To address this, we used the STS benchmark dataset, computed distances for all pairs in the training dataset, and fit a polynomial from scores to distance thresholds.
This polynomial helps compute the distance threshold needed to meet any semantic similarity target. For Review Summaries, we selected a score of 3.5, ensuring clusters contain sentences that are "roughly" to "mostly" equivalent or more.
This can be done on any embedding network, allowing us to experiment with different networks as they become available and quickly swap them without worrying about semantic dissimilarity.
We knew our semantic compression was reliable, but it was unclear how much compression we could achieve. The compression varied across products, clients, and industries.
Without semantic information loss (a hard threshold of 4), we achieved a compression ratio of 1.18 (a space savings of 15%).
Clearly, lossless compression wasn’t sufficient for financial viability.
Our distance selection method offered an interesting possibility: we could gradually increase information loss by repeatedly running clustering at lower thresholds for remaining data.
The approach is as follows:
- Run clustering with a threshold selected from score = 4 (lossless).
- Select outlying clusters with few vectors for the next phase and rerun clustering on clusters with fewer than 10 vectors.
- Run clustering again with a threshold selected from score = 3 (not lossless, but acceptable).
- Select clusters with fewer than 10 vectors.
- Repeat as desired, continuously decreasing the score threshold.
At each clustering pass, we sacrifice more information loss but gain more compression without affecting the lossless representative phrases selected in the first pass.
This approach is useful for Review Summaries, where high semantic similarity is desired, and other cases where less semantic information loss is acceptable but prompt input costs are a concern.
Despite this, many clusters still had a single vector even after lowering the score threshold. These are considered outliers and randomly sampled for the final prompt, ensuring it contains 25,000 tokens or fewer.
The multi-pass clustering and random outlier sampling allow for semantic information loss in exchange for a smaller context window to send to the LLM. This raises the question: how accurate are our summaries?

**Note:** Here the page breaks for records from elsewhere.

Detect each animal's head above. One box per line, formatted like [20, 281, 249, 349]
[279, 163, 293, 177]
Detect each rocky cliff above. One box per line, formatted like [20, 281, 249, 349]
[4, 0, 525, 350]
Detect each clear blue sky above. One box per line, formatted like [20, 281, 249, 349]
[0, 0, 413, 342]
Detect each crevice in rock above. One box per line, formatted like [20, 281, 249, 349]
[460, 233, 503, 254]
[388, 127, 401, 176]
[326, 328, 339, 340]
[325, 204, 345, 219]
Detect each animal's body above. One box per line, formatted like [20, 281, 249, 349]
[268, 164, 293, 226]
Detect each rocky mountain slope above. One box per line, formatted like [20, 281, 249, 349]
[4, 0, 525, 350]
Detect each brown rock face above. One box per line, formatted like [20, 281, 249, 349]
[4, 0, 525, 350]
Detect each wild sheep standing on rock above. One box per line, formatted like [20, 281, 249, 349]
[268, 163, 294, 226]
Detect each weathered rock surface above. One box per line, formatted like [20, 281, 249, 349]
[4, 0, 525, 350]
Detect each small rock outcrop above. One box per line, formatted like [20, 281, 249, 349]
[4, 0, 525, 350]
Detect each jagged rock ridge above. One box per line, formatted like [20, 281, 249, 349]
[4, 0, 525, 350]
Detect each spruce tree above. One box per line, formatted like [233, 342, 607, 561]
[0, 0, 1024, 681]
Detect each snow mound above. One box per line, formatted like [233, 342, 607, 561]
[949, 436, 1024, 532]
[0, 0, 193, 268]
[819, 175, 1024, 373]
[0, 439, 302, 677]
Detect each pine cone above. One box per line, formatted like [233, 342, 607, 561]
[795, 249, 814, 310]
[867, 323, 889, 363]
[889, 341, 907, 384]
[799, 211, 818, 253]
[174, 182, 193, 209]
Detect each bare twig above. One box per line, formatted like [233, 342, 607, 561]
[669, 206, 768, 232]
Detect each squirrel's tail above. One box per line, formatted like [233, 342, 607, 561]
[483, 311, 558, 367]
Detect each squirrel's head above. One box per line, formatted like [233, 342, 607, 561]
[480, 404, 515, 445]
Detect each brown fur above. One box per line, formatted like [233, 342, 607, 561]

At Bazaarvoice, authenticity is crucial for consumer trust, and our Review Summaries must authentically represent all voices in the reviews. Any lossy compression approach risks misrepresenting or excluding consumers who contributed reviews.
To validate our compression technique, we measured it directly. For each product, we sampled reviews and used LLM Evals to determine if the summary was representative and relevant to each review, providing a metric to evaluate our compression.
Over 20 years, we’ve collected nearly a billion user-generated reviews and needed to generate summaries for tens of millions of products. Many products have thousands of reviews, some up to millions, which would exhaust LLM context windows and be costly.
Using our approach, we reduced input text size by 97.7% (a compression ratio of 42), allowing us to scale this solution for all products and any review volume. Additionally, the cost of generating summaries for our billion-scale dataset decreased by 82.4%, including the cost of embedding sentence data and storing them in a database.